Speech therapy is an intervention, support and treatment for people experiencing speech disorders, communication disorders, and swallowing disorders.
Speech disorders can develop in multiple ways. They can occur due to: structural abnormalities, nerve injuries to the brain, developmental disabilities and muscular paralysis.
How does it work?
A speech and language pathologist (SLP) or speech therapist will determine the patient’s disorder and begin treatment. The SLP’s therapeutic exercises and activities will be implemented to begin the recovery journey of the patient. A child's therapy session can be done individually or in groups, according to the disorder they have.

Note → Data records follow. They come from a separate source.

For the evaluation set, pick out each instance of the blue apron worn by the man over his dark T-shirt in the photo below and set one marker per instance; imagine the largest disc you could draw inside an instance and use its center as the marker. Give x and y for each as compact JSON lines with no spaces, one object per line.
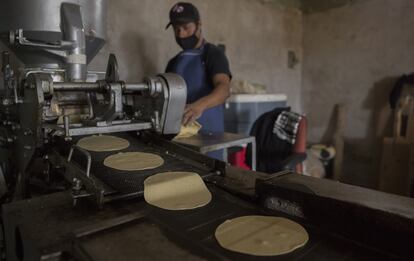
{"x":190,"y":65}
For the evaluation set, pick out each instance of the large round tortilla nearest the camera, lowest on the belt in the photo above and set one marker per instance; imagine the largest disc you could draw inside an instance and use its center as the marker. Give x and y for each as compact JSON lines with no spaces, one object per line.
{"x":261,"y":235}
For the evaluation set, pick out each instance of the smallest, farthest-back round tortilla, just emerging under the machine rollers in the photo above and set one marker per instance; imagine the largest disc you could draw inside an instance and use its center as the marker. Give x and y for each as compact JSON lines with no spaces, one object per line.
{"x":103,"y":143}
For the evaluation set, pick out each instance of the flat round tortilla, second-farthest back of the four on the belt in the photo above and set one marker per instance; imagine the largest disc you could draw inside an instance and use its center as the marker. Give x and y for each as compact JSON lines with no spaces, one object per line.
{"x":131,"y":161}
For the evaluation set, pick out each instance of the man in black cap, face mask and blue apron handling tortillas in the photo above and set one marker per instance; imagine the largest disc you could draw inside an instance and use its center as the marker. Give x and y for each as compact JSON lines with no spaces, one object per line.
{"x":205,"y":69}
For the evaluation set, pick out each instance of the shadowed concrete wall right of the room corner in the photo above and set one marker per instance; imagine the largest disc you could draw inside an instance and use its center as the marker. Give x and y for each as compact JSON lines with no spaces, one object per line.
{"x":353,"y":55}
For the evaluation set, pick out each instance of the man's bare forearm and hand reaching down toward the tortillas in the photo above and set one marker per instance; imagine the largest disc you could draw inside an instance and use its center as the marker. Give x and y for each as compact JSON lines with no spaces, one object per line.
{"x":218,"y":96}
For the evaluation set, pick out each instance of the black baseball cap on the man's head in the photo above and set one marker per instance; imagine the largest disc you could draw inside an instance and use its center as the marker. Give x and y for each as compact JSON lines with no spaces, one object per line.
{"x":182,"y":13}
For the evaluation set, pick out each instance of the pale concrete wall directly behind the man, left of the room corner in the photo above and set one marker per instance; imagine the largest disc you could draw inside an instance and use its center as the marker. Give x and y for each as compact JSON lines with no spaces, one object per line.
{"x":257,"y":38}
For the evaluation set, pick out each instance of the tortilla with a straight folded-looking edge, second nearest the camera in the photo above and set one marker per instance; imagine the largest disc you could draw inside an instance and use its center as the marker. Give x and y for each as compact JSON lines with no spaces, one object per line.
{"x":176,"y":191}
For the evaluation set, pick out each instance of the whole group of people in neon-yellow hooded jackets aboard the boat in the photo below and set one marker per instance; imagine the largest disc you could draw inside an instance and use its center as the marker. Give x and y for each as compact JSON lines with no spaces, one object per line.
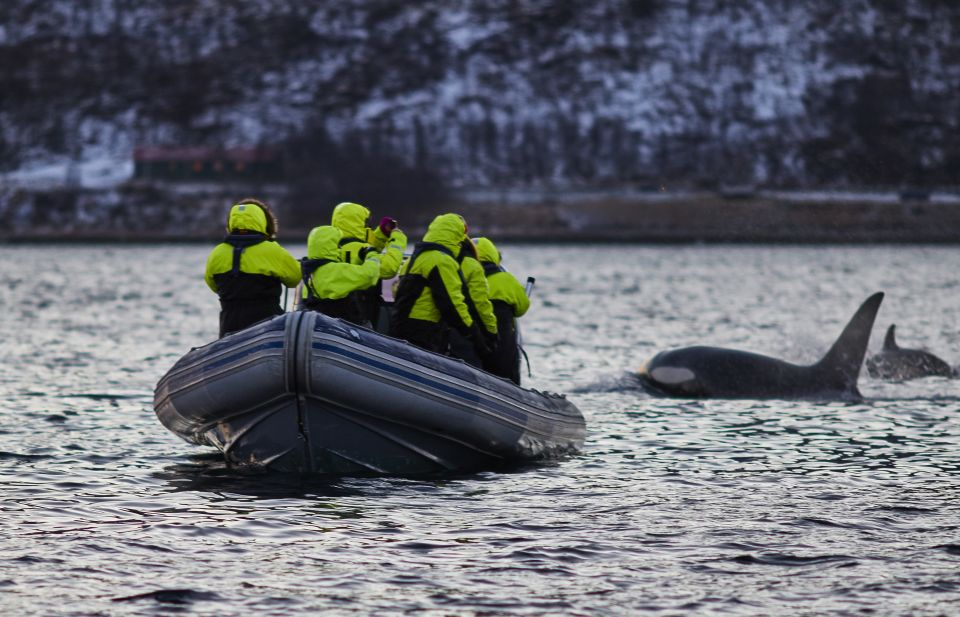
{"x":450,"y":296}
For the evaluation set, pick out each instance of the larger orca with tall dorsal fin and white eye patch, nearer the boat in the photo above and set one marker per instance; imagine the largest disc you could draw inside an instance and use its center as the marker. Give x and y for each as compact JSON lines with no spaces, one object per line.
{"x":714,"y":372}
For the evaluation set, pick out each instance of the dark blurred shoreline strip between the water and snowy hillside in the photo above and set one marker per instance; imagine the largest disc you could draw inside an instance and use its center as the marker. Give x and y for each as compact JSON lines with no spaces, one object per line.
{"x":569,"y":217}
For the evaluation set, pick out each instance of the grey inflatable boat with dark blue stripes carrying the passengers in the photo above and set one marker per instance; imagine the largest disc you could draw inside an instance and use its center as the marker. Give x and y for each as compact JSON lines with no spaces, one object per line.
{"x":306,"y":393}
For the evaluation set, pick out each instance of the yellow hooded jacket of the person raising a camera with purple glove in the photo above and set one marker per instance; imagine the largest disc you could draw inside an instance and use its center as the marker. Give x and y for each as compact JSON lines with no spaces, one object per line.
{"x":351,"y":219}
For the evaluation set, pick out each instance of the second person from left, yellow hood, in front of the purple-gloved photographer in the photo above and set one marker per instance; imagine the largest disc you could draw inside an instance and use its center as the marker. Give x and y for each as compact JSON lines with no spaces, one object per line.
{"x":328,"y":283}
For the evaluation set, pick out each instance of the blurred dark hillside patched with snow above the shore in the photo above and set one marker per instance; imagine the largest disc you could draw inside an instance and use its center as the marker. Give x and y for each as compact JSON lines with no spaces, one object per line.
{"x":467,"y":93}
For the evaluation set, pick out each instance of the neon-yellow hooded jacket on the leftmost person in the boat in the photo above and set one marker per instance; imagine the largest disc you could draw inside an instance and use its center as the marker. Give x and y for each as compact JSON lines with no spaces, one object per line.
{"x":264,"y":257}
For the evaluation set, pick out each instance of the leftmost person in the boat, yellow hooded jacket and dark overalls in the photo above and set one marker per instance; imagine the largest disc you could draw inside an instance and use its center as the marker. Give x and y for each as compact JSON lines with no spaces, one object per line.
{"x":249,"y":269}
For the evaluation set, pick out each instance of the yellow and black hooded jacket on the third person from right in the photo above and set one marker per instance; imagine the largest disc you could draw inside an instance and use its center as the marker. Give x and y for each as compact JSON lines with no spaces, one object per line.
{"x":431,"y":286}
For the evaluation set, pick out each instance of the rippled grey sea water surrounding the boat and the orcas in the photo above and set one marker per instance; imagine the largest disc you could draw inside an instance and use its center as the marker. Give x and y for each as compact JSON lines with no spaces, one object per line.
{"x":674,"y":507}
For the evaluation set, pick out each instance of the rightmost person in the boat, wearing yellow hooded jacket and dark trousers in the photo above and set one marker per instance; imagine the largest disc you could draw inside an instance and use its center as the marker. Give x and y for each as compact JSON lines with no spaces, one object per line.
{"x":509,"y":301}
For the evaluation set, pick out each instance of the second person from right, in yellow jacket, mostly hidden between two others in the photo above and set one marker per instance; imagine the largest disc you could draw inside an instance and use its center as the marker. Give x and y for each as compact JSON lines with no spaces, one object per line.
{"x":477,"y":295}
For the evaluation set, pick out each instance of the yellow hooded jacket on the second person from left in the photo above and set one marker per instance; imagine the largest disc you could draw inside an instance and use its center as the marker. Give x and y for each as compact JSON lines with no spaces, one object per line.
{"x":333,"y":279}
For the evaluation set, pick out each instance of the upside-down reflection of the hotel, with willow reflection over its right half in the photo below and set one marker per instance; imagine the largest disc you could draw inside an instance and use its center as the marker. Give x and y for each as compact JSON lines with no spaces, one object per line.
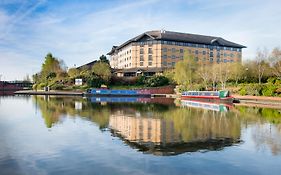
{"x":175,"y":132}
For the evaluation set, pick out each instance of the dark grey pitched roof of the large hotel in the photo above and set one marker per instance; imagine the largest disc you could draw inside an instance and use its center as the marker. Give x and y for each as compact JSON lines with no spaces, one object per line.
{"x":181,"y":37}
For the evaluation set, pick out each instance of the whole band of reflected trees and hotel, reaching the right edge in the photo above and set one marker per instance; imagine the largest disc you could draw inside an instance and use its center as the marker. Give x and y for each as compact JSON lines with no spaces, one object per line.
{"x":160,"y":127}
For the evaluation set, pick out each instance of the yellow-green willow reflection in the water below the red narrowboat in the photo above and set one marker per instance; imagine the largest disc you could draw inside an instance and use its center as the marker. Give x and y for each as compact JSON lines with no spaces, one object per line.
{"x":197,"y":124}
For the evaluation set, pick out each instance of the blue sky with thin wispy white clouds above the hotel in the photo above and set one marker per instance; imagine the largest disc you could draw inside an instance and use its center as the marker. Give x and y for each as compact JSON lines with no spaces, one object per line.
{"x":79,"y":31}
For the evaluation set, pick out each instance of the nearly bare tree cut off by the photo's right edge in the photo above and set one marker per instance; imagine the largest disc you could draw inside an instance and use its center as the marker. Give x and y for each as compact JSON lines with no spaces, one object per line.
{"x":275,"y":59}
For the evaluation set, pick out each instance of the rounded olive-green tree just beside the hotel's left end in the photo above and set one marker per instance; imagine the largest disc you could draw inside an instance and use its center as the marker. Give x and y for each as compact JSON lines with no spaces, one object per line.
{"x":102,"y":70}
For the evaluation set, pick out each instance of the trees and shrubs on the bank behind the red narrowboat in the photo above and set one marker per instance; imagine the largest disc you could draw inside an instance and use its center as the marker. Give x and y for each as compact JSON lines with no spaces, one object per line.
{"x":261,"y":76}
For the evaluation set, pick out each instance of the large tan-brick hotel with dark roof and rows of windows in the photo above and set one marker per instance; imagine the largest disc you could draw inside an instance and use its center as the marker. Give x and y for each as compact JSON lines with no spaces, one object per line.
{"x":161,"y":49}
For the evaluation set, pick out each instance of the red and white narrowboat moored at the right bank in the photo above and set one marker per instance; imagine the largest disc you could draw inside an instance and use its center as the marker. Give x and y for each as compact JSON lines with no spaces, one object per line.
{"x":223,"y":95}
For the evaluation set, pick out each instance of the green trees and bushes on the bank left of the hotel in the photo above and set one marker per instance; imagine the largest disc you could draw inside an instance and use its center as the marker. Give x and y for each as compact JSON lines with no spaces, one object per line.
{"x":55,"y":75}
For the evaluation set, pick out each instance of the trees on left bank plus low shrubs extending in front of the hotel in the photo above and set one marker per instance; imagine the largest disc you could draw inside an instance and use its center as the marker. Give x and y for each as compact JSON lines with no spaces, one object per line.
{"x":55,"y":75}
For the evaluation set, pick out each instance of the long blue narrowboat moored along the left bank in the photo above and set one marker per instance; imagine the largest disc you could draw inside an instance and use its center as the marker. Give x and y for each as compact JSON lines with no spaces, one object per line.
{"x":115,"y":92}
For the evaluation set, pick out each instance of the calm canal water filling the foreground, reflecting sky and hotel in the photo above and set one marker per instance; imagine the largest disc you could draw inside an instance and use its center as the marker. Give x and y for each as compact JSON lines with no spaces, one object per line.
{"x":75,"y":135}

Activities that an SLP will use include, language activities, articulation activities, and feeding and swallowing activities. Language activities help with talking difficulties, articulation activities with pronunciation while feeding and swallowing activities will strengthen the muscles in the mouth for better feeding.
An SLP can use speech therapy to treat several conditions, which include the following:
- Stuttering- Stuttering is a speech disorder that specialists characterize by the repetition of sounds, syllables, or words. A stammerer will often repeat or prolong words, syllables, or phrases.
- Aphasia- Aphasia is a language or speech disorder whose pathology indicates that damage to the parts of the brain is responsible for language and speech problems. Strokes are the main cause of Aphasia in adults. A person with aphasia may lose their ability to use and comprehend language, including reading and writing difficulties.
- Articulation disorders- Articulation disorders refer to people experiencing issues with the production of sound involving the coordinated movements of the lips, tongue, teeth, palate, and respiratory system. A person with phonological disorders can make some sounds correctly, but they may use them in the wrong position of a word.
- Specific language impairment- A specific language impairment (SLI) is a disorder that causes issues with language skills development in children. This disorder is also known as language delay.
- Resonance disorders- An obstruction to the normal airflow through a person’s mouth as they talk can trigger a resonance disorder.
The results of testing Speech therapy's effectiveness reveal that an average of 6 hours of speech therapy over 6 months significantly improved communication performance. Speech therapy was also much more effective than no treatment over the same period.
Here are some ways you can use to improve speech development at home:
- Focus on communication. Talk with your baby, sing, and encourage imitation of sounds and gestures.
- Read to your child. Start reading when your child is a baby. Look for age-appropriate soft or board books or picture books that encourage kids to look while you name the pictures.
- Use everyday situations. To build on your child's speech and language, talk your way through the day. Name foods at the grocery store, explain what you're doing as you cook a meal or clean a room, and point out objects around the house. Keep things simple, but avoid "baby talk."